Log investigator: Mixed. Parsing messy logs is valuable, but supervision matters. The safer pattern is to spin up another main agent instance, have it generate a structured report, and let the primary agent read that document. That keeps you in control without clogging context.
An alternative workflow
If what you really want is multi-agent collaboration—executor/evaluator, Dev + Log investigator, or any “division of roles” setup—you don’t have to rely on sub-agents. There’s a simple way to do it with main agents that avoids all their drawbacks.
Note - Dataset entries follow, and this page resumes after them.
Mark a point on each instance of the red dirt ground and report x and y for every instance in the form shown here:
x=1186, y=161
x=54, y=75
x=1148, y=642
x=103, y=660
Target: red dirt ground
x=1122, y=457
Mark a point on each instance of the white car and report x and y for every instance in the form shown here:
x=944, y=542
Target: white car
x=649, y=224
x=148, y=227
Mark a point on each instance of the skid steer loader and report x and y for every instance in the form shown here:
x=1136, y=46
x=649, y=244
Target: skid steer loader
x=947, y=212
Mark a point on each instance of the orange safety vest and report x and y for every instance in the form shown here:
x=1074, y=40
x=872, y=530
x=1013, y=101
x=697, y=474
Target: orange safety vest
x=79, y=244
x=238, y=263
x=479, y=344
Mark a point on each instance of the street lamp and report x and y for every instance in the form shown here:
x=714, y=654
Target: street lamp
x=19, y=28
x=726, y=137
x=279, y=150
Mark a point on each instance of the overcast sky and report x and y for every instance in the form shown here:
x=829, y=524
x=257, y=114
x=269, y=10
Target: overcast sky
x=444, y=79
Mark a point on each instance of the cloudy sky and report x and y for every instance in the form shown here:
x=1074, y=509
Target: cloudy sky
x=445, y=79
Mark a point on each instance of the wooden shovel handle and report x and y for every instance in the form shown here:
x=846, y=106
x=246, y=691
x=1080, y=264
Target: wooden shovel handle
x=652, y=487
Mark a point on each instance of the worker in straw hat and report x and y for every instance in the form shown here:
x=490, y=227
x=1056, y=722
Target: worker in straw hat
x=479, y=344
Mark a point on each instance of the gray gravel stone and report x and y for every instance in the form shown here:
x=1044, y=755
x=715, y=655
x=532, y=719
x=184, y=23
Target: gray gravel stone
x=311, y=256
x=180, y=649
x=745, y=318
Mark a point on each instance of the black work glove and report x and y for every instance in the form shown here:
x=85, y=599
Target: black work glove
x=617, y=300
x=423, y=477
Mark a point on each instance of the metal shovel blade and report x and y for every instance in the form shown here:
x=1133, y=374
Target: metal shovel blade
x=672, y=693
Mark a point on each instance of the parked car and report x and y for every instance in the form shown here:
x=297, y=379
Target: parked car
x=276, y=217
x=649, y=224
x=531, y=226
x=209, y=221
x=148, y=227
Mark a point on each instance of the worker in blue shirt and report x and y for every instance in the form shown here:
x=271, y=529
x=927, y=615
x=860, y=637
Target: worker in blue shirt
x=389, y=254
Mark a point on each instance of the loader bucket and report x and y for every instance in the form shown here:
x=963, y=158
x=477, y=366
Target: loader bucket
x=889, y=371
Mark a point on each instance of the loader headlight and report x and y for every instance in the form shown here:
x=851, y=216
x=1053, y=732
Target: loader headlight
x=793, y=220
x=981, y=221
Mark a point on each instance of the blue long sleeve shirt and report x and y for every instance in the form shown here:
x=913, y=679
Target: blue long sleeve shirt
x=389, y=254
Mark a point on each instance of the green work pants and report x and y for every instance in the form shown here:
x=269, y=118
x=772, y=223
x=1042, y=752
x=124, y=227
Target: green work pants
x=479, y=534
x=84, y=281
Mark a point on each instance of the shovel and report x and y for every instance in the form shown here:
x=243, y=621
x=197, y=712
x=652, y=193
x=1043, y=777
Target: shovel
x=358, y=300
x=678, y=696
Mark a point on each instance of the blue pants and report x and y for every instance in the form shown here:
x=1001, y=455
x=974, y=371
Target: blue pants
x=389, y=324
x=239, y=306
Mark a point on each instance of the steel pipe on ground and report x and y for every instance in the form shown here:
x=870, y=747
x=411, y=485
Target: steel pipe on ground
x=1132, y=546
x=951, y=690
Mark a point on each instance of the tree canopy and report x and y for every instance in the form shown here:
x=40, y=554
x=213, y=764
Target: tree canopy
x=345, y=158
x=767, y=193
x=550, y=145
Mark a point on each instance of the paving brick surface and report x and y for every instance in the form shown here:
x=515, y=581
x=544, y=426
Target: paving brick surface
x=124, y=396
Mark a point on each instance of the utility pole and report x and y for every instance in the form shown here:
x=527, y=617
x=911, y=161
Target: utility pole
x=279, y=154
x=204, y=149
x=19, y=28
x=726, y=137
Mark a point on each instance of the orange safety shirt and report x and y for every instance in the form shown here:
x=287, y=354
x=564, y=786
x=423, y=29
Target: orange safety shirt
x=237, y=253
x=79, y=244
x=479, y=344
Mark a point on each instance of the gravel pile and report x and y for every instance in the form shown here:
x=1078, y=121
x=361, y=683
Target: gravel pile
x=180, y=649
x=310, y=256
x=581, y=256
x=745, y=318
Open two (or more) main agents in separate terminals. Each keeps full benefits: visible reasoning, precise prompts, and access to the main context. When one agent completes its task, have it write the final report into a working file (Markdown in a /working
directory, optionally ignored by Git). Then the second agent reads that file as input and continues the process.
From there, the agents can iterate through the same document, or maintain separate files that both read and extend. They effectively “talk” to each other through these artifacts. The extra friction is minimal, a couple of working files, but the payoff is huge: you get real multi-agent collaboration without giving up control, visibility, or prompt precision.
tl;dr: where sub-agents really fit?
Sub-agents are a convenience feature. That’s the right mental model: they solve a small slice of problems where isolation and opacity are acceptable trade-offs.
If you try to use them everywhere, two things will happen. Either you let them run unchecked, and you’ll get suboptimal results: wrong assumptions, hallucinations, skipped steps you never saw. Or you try to control them as tightly as you would a main agent, and you’ll end up with a slow, clumsy workflow that defeats the purpose.
Their real value is in the narrow set of cases where those three conditions align. In those moments, sub-agents can remove a bit of friction and give you a clean final result in your main thread. Outside of that, you’re better off with Commands or the multi-agent patterns I’ve outlined above.